Fully compact routing in low memory self-healing trees
2019-11-07T11:48:55Z (GMT) by
The paper (Compact Routing Messages in Self-Healing Trees, TCS 2017) introduced CompactFTZ, the first self-healing compact routing algorithm that works in a distributed network with each node using only O(logn) words (i.e. O(log2 n) bits) memory and thus O(logn) sized messages. The routing uses only O(1) and O(logn) words routing table and packet labels respectively on a self-healing tree that also works using onlyO(1) words repairing the network in face of a strong adversary deleting nodes. This deterministic algorithm sets up its data structures in a preprocessing phase and then updates the required data structures in only O(1) parallel time per healing round during execution of the algorithm.
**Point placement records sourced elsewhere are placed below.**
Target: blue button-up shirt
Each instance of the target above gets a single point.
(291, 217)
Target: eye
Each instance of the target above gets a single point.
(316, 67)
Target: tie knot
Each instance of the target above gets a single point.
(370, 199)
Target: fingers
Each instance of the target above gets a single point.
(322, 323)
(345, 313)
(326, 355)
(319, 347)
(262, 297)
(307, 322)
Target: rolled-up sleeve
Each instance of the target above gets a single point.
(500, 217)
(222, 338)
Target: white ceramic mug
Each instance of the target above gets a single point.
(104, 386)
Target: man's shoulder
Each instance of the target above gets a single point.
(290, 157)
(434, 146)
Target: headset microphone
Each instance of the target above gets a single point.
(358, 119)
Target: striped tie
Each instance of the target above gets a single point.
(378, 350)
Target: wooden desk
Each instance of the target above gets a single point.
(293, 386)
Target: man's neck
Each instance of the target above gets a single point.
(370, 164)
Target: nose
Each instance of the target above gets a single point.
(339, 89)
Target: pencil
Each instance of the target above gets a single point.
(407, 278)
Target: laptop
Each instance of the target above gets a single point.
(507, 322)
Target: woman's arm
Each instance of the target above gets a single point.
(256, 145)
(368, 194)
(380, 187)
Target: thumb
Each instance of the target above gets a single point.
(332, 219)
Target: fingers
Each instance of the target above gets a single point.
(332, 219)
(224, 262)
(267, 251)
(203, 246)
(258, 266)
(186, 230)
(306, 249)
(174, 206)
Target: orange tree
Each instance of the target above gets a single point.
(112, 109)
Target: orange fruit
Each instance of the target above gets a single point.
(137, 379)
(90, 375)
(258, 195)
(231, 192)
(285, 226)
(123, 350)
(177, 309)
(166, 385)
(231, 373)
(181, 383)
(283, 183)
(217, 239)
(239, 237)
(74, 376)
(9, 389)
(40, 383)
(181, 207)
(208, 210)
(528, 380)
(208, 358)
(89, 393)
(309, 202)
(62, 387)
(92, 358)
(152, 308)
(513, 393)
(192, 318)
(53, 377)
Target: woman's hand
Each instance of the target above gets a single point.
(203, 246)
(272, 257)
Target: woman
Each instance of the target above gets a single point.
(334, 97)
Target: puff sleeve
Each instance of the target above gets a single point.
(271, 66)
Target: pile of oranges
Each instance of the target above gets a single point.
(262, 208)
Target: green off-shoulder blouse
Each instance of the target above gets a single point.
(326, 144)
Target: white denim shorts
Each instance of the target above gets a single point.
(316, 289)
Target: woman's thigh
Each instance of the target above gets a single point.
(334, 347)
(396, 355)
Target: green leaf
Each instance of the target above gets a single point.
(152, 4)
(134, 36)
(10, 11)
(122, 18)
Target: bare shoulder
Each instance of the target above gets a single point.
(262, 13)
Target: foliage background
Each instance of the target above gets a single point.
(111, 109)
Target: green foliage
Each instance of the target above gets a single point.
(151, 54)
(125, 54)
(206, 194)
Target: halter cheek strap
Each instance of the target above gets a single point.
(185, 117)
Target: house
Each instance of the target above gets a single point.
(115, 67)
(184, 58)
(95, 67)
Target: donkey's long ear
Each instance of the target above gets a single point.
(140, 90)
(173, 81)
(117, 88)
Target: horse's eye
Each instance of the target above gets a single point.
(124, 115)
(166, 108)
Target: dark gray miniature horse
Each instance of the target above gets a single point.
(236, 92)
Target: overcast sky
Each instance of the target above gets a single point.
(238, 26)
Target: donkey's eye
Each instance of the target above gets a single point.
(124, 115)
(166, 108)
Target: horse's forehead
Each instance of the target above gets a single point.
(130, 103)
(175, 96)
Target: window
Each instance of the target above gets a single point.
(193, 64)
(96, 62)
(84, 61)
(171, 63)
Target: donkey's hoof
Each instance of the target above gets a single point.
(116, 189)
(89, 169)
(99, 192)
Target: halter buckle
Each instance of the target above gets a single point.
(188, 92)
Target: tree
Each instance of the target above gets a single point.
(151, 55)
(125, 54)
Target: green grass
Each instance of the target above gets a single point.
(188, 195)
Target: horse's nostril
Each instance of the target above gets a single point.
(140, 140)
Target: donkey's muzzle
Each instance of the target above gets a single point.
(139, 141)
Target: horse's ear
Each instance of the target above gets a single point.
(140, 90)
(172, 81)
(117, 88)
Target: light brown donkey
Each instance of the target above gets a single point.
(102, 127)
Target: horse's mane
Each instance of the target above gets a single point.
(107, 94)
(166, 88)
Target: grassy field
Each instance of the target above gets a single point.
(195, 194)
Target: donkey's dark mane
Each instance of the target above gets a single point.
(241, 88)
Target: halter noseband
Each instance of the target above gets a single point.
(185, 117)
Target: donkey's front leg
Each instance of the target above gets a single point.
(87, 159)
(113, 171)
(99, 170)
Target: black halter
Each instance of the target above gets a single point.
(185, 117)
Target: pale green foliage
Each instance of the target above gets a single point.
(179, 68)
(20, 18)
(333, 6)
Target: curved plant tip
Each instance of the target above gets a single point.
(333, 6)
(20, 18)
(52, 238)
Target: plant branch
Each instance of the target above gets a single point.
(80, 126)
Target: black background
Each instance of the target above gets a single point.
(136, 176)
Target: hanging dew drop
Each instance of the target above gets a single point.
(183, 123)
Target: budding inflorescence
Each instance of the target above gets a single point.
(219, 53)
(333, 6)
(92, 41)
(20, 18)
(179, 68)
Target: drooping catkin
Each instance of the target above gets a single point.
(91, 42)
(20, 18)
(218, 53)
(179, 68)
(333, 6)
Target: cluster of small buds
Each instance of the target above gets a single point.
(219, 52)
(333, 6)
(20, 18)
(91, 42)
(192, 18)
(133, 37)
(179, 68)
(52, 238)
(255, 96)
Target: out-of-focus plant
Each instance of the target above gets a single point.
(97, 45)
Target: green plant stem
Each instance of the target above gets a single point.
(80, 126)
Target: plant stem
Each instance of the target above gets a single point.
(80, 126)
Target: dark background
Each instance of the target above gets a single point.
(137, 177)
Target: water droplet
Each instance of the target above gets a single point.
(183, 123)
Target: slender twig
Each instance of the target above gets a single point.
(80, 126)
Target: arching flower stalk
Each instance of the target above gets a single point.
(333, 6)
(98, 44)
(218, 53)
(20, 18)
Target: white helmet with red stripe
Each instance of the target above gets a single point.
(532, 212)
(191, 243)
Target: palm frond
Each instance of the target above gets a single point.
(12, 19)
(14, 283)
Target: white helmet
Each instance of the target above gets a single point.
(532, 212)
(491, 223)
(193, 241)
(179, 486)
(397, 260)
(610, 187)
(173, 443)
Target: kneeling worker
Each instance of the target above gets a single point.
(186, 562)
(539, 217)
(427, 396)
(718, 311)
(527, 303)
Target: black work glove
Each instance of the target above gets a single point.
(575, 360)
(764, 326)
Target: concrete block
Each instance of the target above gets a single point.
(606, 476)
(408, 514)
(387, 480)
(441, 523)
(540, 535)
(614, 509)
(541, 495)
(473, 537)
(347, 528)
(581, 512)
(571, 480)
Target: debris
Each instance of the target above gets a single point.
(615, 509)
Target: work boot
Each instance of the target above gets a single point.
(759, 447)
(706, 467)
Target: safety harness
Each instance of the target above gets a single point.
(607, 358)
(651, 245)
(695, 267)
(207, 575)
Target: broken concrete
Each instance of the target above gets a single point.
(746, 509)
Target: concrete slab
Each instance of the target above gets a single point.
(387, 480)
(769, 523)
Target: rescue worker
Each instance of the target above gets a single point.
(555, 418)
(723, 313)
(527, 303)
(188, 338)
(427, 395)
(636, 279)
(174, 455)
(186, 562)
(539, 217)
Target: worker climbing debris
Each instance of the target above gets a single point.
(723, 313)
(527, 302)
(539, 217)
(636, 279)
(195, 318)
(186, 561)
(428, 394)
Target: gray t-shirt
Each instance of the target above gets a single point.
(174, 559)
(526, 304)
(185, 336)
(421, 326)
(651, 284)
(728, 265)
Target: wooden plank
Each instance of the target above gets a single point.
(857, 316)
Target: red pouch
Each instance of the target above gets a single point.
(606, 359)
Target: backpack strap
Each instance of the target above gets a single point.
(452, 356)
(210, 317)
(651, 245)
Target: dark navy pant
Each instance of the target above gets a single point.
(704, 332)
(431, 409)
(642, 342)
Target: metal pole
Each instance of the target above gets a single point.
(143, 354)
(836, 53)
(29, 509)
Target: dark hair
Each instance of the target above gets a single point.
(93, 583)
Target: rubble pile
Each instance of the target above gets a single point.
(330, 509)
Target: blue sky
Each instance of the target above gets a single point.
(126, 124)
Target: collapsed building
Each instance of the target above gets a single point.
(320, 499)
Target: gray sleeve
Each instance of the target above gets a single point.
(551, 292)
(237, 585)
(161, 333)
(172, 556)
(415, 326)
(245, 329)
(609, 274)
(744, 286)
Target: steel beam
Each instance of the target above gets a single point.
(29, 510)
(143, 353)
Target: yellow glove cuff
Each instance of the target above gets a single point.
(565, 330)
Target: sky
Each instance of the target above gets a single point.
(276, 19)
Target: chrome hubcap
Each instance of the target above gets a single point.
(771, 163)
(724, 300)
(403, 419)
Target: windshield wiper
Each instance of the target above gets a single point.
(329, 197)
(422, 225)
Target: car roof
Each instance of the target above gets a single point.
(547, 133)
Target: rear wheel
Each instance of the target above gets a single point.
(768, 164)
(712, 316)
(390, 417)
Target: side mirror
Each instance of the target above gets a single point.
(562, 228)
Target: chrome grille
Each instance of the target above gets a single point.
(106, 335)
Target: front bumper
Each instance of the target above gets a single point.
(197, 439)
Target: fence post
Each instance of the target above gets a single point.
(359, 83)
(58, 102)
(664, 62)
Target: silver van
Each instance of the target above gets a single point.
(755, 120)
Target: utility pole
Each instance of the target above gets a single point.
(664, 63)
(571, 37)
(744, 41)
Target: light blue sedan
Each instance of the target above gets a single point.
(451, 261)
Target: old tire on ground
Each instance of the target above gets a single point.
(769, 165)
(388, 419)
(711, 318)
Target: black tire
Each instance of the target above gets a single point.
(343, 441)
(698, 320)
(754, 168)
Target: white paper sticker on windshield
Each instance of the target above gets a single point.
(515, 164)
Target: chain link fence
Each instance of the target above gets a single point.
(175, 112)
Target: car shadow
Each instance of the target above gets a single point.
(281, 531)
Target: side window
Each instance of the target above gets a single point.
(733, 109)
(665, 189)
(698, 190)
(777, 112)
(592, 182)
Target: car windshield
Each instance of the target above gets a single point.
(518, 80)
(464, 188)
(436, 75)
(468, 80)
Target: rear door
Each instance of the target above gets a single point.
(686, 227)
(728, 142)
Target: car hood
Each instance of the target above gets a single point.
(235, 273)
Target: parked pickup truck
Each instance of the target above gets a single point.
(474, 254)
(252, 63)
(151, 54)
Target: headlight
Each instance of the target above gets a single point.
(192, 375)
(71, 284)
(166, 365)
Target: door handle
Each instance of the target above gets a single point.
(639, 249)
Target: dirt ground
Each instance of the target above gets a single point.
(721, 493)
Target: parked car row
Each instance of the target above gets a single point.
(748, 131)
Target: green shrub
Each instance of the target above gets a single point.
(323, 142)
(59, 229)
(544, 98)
However, CompactFTZ has no constraints in its preprocessing phase which could be done in distributed large memory or even centrally. In this paper, we correct that by developing the algorithms for preprocessing of CompactFTZ in a fully distributed manner using only O(logn) words memory in optimal time. In fact, the preprocessing for the self-healing tree (ForgivingTree) component takes only O(1) memory. We develop a local function which each node invokes to instantly compute and then relay its repair instructions (known as its Will) in only O(1) time. We formalise the low memory CONGEST model setting used in previous low memory algorithms (e.g.); nodes’ working memory is restricted to be much smaller (in our case, O(logn)) than the numbers of their neighbours to whom they communicate through their I/O ports. We expand the model to allow for non-contiguous ports (e.g. empty ports or neighbours unmarked or lost in dynamic settings) and adversarial order of inputs from neighbours. Besides the Wills, we set up the tree structures and traversals for the routing scheme using only O(logn) memory and O(D) parallel time, where D is the diameter. Thus, we devise the first self-healing compact routing algorithm that can be fully set up and executed in low memory.